The Massachusetts Appeals Court ruled today a Roxbury man has to tear down part of the two-unit condo building he put up on Magazine Street because he tore down a neighbor's fence and then built part of the structure where his neighbors used to plant vegetables and repair their cars.
The court said that while it couldn't figure out where the actual property line was, it didn't matter, because the neighbors had gained the disputed land through "adverse possession" - they had used it continuously for more than two decades without any complaints and presented evidence the people they bought their house from had erected the fence even earlier than that.

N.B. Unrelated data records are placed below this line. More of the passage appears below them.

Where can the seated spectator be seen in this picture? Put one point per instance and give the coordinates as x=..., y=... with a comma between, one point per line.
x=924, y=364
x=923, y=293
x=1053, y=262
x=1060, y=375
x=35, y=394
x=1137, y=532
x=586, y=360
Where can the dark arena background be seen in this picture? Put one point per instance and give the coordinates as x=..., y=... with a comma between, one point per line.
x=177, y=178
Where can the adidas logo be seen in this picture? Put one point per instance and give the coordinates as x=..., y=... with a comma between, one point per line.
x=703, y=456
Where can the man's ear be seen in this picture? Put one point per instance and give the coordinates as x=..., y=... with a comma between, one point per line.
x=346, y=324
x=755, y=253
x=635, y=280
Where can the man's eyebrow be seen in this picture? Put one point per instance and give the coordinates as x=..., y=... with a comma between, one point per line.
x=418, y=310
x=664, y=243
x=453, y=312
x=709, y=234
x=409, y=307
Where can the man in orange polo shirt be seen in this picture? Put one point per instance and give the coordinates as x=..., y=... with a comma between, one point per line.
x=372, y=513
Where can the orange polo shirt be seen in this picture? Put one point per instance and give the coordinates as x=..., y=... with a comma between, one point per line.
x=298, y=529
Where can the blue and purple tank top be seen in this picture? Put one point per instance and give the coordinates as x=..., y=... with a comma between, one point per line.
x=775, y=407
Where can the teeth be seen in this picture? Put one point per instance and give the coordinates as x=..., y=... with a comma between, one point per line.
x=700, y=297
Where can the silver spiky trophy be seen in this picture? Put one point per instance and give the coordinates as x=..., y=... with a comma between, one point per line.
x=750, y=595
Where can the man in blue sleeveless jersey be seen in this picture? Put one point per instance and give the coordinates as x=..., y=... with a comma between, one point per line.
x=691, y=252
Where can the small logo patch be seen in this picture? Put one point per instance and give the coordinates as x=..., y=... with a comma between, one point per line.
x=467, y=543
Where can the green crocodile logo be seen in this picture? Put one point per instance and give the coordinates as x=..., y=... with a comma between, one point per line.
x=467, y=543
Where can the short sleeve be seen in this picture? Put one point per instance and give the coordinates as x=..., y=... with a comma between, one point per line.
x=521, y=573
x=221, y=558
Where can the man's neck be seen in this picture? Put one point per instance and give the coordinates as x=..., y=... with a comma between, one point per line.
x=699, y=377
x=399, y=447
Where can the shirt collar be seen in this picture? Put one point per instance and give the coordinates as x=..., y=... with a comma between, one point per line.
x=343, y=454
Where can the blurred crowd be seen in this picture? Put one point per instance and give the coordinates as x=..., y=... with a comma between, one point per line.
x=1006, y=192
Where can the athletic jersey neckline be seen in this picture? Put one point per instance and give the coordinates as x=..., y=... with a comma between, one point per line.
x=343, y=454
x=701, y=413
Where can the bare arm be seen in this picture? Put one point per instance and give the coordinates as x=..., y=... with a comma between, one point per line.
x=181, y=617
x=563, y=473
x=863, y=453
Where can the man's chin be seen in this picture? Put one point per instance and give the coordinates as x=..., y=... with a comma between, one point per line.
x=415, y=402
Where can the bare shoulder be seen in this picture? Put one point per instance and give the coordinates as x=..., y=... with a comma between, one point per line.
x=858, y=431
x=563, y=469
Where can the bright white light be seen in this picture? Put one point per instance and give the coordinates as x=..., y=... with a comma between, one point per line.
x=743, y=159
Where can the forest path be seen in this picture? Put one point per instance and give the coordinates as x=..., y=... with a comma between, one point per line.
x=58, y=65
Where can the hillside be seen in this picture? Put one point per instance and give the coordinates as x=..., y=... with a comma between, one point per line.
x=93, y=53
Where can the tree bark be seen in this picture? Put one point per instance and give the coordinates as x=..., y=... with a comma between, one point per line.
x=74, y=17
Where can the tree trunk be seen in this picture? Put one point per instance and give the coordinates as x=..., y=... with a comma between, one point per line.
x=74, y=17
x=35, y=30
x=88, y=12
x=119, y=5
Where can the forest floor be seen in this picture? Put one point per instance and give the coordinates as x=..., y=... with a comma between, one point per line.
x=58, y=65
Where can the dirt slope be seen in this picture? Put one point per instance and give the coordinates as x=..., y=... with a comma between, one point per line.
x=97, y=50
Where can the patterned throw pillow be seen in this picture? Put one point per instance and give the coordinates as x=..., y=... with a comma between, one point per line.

Because of that, the Superior Court judge who originally heard the case ruled correctly when he ordered Driscoll Docanto to pull down the part of the building extending past where the fence used to be - as much as 13 inches of the structure. The suit also names the woman who bought one of the units from him, but both courts held her harmless because she bought the unit after construction, and said Docanto holds full liability. The appeals court, in fact, had some harsh words for him:
Nor are we persuaded that the encroachment in this case was unintentional. The defendants contend that DoCanto acted "conscientiously and in good faith" because he surveyed the property to determine the record property line before commencing construction. DoCanto's protestations of good faith, however, are undermined by the judge's finding (for which we find ample support in the record) that "DoCanto and his contractors and other agents paid no attention to the open and obvious fact that the [plaintiffs'] family was using and exclusively occupying the land up to the fence." DoCanto simply ignored the possibility that his construction project would encroach upon land owned by his neighbor. As such, his assertion that he acted in good faith rings hollow.